Labour manifesto should rule out ‘creeping privatisation of NHS’ – John Swinney

Labour manifesto should rule out ‘creeping privatisation of NHS’ – John Swinney

Labour’s manifesto must rule out the “creeping privatisation agenda” for the health service, John Swinney has said.

With Labour set to unveil its manifesto in Manchester on Thursday, the SNP leader said Labour’s shadow health secretary Wes Streeting is a “clear and present danger” to the NHS.

On Wednesday, Scottish Labour leader Anas Sarwar said his party will “never, ever” privatise the NHS.

But he also said Labour would not rule out using the capacity available in the private sector to drive down waiting lists.

The First Minister said SNP MPs would bring forward a Bill to protect the public ownership of the NHS, calling on Labour to back their plans.

Mr Swinney said: “The future of the NHS is a crucial issue in this election – and Labour must use their manifesto launch to U-turn on the creeping privatisation agenda set out by Wes Streeting, and commit to backing the SNP’s Bill to ensure the NHS is always in public hands.

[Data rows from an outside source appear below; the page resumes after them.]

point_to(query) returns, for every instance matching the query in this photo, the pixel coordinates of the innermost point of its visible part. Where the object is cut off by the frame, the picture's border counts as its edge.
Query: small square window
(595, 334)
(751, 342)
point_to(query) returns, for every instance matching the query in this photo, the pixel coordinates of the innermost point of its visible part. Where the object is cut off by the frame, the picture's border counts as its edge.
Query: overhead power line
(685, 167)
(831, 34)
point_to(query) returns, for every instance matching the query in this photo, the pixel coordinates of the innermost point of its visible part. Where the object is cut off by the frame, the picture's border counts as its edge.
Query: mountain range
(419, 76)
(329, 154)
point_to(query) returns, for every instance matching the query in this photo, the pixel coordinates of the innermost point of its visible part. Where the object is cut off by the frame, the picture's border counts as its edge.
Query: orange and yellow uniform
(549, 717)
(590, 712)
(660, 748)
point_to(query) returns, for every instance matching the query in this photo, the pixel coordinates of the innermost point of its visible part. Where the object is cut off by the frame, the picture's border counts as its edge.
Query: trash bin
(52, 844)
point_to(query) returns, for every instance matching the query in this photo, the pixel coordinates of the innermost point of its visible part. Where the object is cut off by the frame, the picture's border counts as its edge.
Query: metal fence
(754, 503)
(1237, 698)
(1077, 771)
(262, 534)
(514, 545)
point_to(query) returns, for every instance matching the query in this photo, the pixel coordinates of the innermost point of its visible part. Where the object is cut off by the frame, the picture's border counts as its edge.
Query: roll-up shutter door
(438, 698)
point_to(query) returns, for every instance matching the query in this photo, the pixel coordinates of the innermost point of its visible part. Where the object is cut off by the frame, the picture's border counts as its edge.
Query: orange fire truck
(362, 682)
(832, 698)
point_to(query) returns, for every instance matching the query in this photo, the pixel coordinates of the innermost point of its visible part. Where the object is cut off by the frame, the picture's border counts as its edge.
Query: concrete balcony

“By carving up England’s NHS and – in his words – ‘holding the door wide open’ to private interests, Wes Streeting is not even hiding his intentions.

“Unless they change course, it is clear that Keir Starmer and Wes Streeting represent a clear and present danger to the NHS.”

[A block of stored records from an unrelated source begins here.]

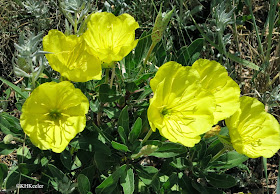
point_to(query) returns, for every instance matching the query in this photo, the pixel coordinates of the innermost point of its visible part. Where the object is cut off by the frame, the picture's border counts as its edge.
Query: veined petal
(53, 125)
(253, 131)
(109, 37)
(180, 108)
(214, 78)
(70, 57)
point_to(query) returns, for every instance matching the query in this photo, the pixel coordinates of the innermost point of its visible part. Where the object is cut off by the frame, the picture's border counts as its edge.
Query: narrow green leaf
(221, 180)
(169, 149)
(229, 160)
(124, 120)
(12, 179)
(83, 184)
(122, 134)
(136, 130)
(66, 159)
(119, 146)
(109, 184)
(3, 173)
(127, 182)
(88, 172)
(14, 87)
(187, 52)
(243, 62)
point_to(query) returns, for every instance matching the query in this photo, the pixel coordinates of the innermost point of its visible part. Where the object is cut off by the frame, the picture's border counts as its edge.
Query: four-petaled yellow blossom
(53, 114)
(180, 109)
(70, 57)
(215, 79)
(111, 38)
(253, 131)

He continued: “That a Labour health secretary in waiting is making these Thatcherite arguments shows just how far Labour have strayed from Scotland’s values.

“The SNP’s Bill to keep the NHS in public hands would be our health service’s immunity to Westminster’s creeping privatisation – and if Keir Starmer was not intending on pursuing a privatisation agenda, he would make clear that he supports us.

“The fact he has not yet done so speaks volumes – he now needs to use the launch of his manifesto to back the SNP’s plans, or it will be very clear what Labour has in store for our NHS.

“The SNP will always put Scotland’s values first at Westminster – and nothing could be more important than ensuring our NHS is always kept in public hands.”